Remember the 3DO? That it was sold in different configurations by no less than three manufacturers (Panasonic, Goldstar, and Sanyo)?

We live in an increasingly tech-savvy society. Even my baby boomer parents have managed to adapt to a world in which cameras can have half a dozen different memory sticks (what's a memory stick?) and you can upload your digital photos in JPEG format (what's a JPEG?) to a developer like Kodak through a web site (which browser should you use?) connected via the Internet (cable or DSL?) perhaps even from the convenience of your couch on a wireless network (802.11 'a' or 'b/g/n'?).

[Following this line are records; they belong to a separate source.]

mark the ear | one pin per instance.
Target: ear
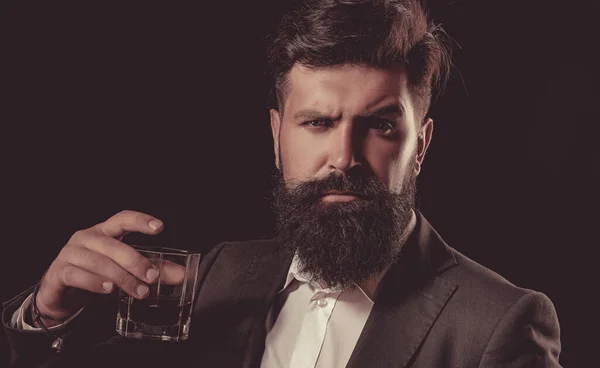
(275, 126)
(423, 140)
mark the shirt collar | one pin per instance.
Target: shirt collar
(368, 289)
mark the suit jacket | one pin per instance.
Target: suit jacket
(435, 308)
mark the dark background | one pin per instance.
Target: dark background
(161, 108)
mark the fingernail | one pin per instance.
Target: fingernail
(154, 224)
(151, 274)
(141, 290)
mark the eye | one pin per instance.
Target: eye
(382, 126)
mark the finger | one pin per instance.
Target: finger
(171, 273)
(107, 269)
(127, 221)
(122, 254)
(76, 277)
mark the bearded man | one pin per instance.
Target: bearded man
(356, 276)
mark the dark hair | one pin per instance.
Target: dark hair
(378, 33)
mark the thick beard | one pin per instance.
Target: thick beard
(343, 243)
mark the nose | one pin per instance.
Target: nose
(344, 148)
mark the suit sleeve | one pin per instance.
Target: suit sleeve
(528, 335)
(93, 327)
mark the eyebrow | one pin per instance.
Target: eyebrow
(392, 109)
(312, 114)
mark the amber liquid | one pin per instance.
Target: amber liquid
(162, 311)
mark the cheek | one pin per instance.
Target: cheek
(299, 155)
(391, 162)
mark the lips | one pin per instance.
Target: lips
(336, 192)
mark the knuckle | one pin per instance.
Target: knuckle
(76, 236)
(125, 213)
(137, 262)
(126, 280)
(67, 275)
(106, 242)
(92, 262)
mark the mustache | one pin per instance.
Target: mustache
(367, 186)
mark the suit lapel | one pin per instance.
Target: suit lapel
(265, 277)
(411, 298)
(231, 308)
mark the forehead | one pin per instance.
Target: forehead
(346, 87)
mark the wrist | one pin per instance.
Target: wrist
(40, 316)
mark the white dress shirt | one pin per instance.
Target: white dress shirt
(316, 327)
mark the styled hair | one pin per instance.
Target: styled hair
(379, 33)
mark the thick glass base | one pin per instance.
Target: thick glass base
(142, 331)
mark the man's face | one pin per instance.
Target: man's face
(349, 150)
(340, 117)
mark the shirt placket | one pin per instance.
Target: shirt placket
(312, 334)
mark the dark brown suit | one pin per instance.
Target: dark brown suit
(436, 308)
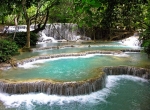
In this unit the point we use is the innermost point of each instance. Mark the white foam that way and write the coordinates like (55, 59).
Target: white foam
(40, 98)
(36, 63)
(121, 55)
(132, 41)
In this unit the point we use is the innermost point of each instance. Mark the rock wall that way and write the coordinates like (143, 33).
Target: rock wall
(128, 70)
(54, 87)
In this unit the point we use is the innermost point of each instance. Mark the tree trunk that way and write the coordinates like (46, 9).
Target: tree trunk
(28, 34)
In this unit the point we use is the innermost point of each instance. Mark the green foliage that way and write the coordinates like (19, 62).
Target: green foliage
(20, 38)
(145, 36)
(7, 49)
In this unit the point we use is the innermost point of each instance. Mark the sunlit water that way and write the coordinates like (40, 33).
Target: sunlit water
(78, 48)
(73, 68)
(121, 92)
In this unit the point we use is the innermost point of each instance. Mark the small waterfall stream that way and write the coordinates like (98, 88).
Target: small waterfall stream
(53, 32)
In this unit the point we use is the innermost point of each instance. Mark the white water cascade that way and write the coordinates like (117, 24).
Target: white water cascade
(132, 41)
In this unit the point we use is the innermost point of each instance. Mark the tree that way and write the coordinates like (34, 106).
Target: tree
(105, 16)
(145, 36)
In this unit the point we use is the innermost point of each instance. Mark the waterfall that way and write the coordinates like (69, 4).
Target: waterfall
(70, 88)
(128, 70)
(132, 41)
(53, 87)
(53, 32)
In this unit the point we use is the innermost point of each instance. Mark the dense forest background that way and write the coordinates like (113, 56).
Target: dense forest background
(100, 19)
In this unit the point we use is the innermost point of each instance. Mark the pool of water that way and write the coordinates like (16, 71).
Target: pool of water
(78, 48)
(121, 93)
(73, 68)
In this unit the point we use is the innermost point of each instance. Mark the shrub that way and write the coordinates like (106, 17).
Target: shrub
(7, 49)
(20, 38)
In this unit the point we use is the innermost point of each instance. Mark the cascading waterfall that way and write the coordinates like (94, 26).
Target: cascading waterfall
(53, 87)
(71, 88)
(53, 32)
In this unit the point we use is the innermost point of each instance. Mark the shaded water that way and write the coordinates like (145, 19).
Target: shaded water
(73, 68)
(121, 93)
(77, 48)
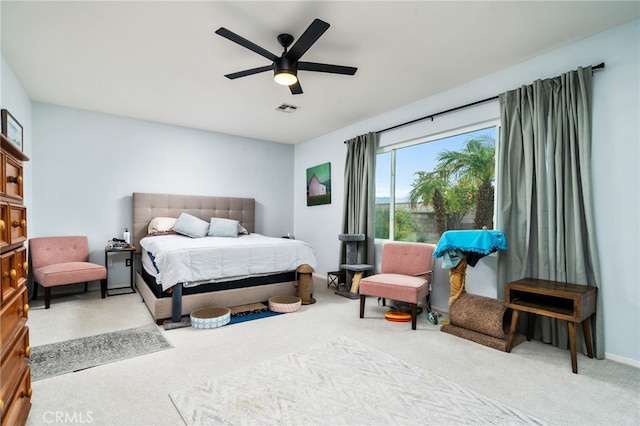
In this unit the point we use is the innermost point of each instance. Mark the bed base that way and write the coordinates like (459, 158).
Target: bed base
(175, 307)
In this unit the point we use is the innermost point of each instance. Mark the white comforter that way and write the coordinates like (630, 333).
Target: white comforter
(193, 261)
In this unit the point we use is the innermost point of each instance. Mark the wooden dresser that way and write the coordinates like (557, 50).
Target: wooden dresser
(15, 374)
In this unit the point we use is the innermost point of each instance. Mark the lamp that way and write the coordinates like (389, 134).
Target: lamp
(285, 78)
(284, 72)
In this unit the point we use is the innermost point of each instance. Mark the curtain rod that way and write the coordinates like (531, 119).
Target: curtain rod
(431, 116)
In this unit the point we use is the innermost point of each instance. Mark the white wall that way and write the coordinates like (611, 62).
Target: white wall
(86, 166)
(615, 171)
(15, 99)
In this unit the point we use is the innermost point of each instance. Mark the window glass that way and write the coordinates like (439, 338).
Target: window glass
(444, 184)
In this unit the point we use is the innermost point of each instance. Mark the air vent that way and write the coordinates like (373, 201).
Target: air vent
(287, 108)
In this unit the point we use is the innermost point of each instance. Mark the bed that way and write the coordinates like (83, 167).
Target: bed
(172, 300)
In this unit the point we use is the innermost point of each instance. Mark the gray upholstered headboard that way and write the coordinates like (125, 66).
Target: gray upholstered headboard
(146, 206)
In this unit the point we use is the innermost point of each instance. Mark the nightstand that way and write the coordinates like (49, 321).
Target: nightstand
(131, 250)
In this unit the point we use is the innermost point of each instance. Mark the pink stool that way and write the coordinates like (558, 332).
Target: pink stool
(404, 274)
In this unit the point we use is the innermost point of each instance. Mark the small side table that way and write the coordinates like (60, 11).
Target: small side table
(131, 250)
(570, 302)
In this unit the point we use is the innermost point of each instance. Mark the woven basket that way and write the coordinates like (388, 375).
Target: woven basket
(284, 304)
(212, 317)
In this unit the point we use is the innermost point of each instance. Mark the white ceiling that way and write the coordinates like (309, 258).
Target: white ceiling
(161, 61)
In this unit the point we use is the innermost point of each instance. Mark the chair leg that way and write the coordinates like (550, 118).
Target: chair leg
(414, 315)
(47, 297)
(103, 288)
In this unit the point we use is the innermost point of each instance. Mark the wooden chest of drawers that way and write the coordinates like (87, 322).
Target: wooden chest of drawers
(15, 374)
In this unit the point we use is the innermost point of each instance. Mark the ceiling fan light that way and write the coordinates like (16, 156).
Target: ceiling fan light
(285, 78)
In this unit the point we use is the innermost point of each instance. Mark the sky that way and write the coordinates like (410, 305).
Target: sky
(422, 157)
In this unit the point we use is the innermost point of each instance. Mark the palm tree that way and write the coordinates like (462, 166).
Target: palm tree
(475, 163)
(461, 180)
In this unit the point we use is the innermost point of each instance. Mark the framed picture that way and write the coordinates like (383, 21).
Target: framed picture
(319, 185)
(11, 128)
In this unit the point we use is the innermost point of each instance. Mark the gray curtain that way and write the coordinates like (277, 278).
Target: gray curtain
(359, 196)
(544, 195)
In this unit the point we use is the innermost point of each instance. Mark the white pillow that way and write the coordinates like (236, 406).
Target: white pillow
(191, 226)
(219, 227)
(161, 224)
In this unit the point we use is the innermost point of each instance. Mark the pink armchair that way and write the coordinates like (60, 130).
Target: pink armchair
(404, 273)
(61, 261)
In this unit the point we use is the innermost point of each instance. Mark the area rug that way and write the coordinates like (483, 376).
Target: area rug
(79, 354)
(241, 313)
(339, 382)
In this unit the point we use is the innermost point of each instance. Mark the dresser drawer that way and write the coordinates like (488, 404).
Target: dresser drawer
(14, 313)
(16, 410)
(4, 225)
(13, 187)
(15, 357)
(17, 224)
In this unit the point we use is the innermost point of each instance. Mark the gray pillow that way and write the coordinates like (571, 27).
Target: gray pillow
(219, 227)
(191, 226)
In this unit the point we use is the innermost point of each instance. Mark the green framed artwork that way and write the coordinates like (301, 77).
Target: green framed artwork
(319, 185)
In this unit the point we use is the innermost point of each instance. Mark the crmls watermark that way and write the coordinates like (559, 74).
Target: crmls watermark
(66, 417)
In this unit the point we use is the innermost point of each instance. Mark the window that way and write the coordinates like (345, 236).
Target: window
(434, 185)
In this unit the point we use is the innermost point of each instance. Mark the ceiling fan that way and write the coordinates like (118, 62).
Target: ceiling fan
(286, 66)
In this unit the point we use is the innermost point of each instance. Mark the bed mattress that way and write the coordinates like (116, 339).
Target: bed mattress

You get the point. The geek-o-system you and I grew up in figuring out how to connect RF adapters or Game Genies or blow into our cartridge-based game systems to "clean" the connectors when a game wouldn't play, has expanded well beyond us, making nostalgic reminiscing about the "simplicity" of the game industry "back then" almost irrelevant (not to mention, as noted above, somewhat inaccurate). Somehow consumers are managing to figure out whether to buy LCD or plasma, gas-only or hybrid, iPod or Zune, Guitar Hero or Rock Band, etc. We're smarter about technology and its many, many nuances than we've ever been -- and by we, I mean all of us, not just the early-adopter geeks.

So while I have my own issues with Microsoft and Sony's fragmentation of the game hardware market by introducing simultaneous alternative models, they have less to do with consumer complexity than basic bottom line consumer value. It takes a sentence or two to explain to the average consumer that the new 40GB PlayStation 3 will play PS1 but not PS2 games -- the issue for me isn't complexity, but that Sony's pulled a software-based feature from the latter model to in part justify the arbitrary $100 cost delta to the next model up. That isn't hard to understand, it just -- pardon me for saying so -- really sucks.

Oh yeah, speaking of complexity, never mind the number of configurable settings, channels, system updates, Mii menus, "put the sensor bar on the top, on the bottom," etc. in -- that's right -- the so-called "elementary" Nintendo Wii.